In Boorara Forest, at the junction of Gardner River Road and Preston Road a log truck driver stopped his truck and said to me “photograph these, you will never see their like again” I stopped working in the forest in 2003 as I found the situation utterly depressing. The forest documentary work is recommencing now, caused by the WA Government being hell bent on setting up the annihilation of all remaining natural karri and jarrah forest within the next ten to twenty years.
Almost all my landscape work is photographed on 4 x 5, with difficult to access or in wet dirty situations I use a 120 twin lens reflex with 55 mm lens. One of the first things I learnt about photography in the early 1970’s was to use the largest format practical in any situation. I use an 8 x 10 Norma with 36 cm Heliar lens for work with people in situations where I can move it, and its tripod, from the Ute easily.
I briefly used a 8 x 10 wooden camera for landscape work, but decided that 8 x 10 was a format-too-far after getting the thing half way up a cliff near Albany in three trips, tripod, camera and stuff, finally film holders and stuff. Then the tripod started to slip down the cliff and the light had changed to useless by the time the thing was set up and stable. I have since sold that camera to a young photographer who is enjoying dragging it around the SW forests.
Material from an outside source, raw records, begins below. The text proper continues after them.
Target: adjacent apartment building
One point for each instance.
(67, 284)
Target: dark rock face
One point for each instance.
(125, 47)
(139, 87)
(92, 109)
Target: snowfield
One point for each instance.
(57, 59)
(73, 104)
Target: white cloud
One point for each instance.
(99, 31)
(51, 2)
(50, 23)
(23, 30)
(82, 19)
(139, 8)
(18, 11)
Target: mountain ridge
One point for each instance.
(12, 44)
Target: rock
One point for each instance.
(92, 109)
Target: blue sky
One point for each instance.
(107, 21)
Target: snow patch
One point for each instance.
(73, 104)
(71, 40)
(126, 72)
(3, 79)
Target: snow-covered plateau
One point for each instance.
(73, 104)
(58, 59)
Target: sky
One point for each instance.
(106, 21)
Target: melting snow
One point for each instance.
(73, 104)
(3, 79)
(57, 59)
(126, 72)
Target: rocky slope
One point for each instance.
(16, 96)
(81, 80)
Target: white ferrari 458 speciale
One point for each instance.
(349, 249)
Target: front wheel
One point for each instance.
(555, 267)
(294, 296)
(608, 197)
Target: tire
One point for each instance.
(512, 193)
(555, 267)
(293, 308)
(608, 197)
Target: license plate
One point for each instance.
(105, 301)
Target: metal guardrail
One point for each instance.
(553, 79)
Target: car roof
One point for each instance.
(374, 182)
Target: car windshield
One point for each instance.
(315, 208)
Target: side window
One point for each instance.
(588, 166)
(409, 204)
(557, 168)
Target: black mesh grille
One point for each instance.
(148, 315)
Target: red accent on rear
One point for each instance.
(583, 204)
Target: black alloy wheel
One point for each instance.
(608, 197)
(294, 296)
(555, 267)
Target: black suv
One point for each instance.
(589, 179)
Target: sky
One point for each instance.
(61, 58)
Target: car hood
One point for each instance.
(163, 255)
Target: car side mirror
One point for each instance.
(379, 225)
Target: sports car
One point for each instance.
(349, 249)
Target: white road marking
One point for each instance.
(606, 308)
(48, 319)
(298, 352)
There is some sadness about abandoning 8 x 10 as a landscape format, so I would like to find an affordable Toyo Field 8 x 10. When a large format negative is put in the enlarger memories of lugging a big camera outfit through bush or along a beach are forgotten and the image quality dances off the baseboard.
I hold that a resource-devouring medium like black and white photography must be used with great respect and used for political work. To make too many pictures that are merely pretty or of pretty things is self-indulgent and a waste of earth resources. This political use of landscape photography can be amplified by the myth of the veracity of a black and white photograph, where it is considered to have a truth not present in a manipulated colour digital picture, the manipulation removing all documentary validity. However, and this has been a contradiction within me for as long as I have been working with photography, I also adore the beauty of a well seen picture in a well made silver gelatin print. I now accept this self-contradiction and I will probably vacillate between the two horns of the dilemma for as long as I continue working.
The Boorara image was made with a 150 mm Apo Lanthar, although most of my landscape work is made with a 135 mm lens, equivalent to 35 mm on 35 mm (based on 43 mm being standard for 35 mm film, square root of 24 squared plus 36 squared = 43ish). The 135 mm lens gives a comfortable angle of view and will sit inside the camera when folded so it can be slung on one shoulder, with a canvas bag of film holders and stuff on the other and a medium weight tripod as a balancing stick. I am currently trying out an old 90 mm tiny bubble of a lens that also fits inside the closed metal camera body.
The print size for the forest folios is generally 20 x 24, sometimes 16 x 20. Sizes small enough to approach without the viewer being dominated and large enough to give enough to read at normal viewing distances. The new work with people is planned to be printed to be as big as I can get, and is from 8 x 10 negatives. I want it to be confronting.
This picture was made on FP4+, now superseded by Delta 100. Both are responsive, dependable and work well in ancient D76. This developer was made up on 3rd May 1985 and has been replenished ever since. However, the replenishment process is carefully monitored, with zone VIII and XI sheets being checked on a densitometer and the replenishment altered accordingly.
Prints are made on 8 x 10 and 4 x 5 DeVere enlargers, the big one being used for prints on roll paper up to as big as we can manage without creasing the wet paper. I use only the very best German enlarging lenses for my work, but for the negative making stage I enjoy the visual presence of older lenses, particularly Voigtlander.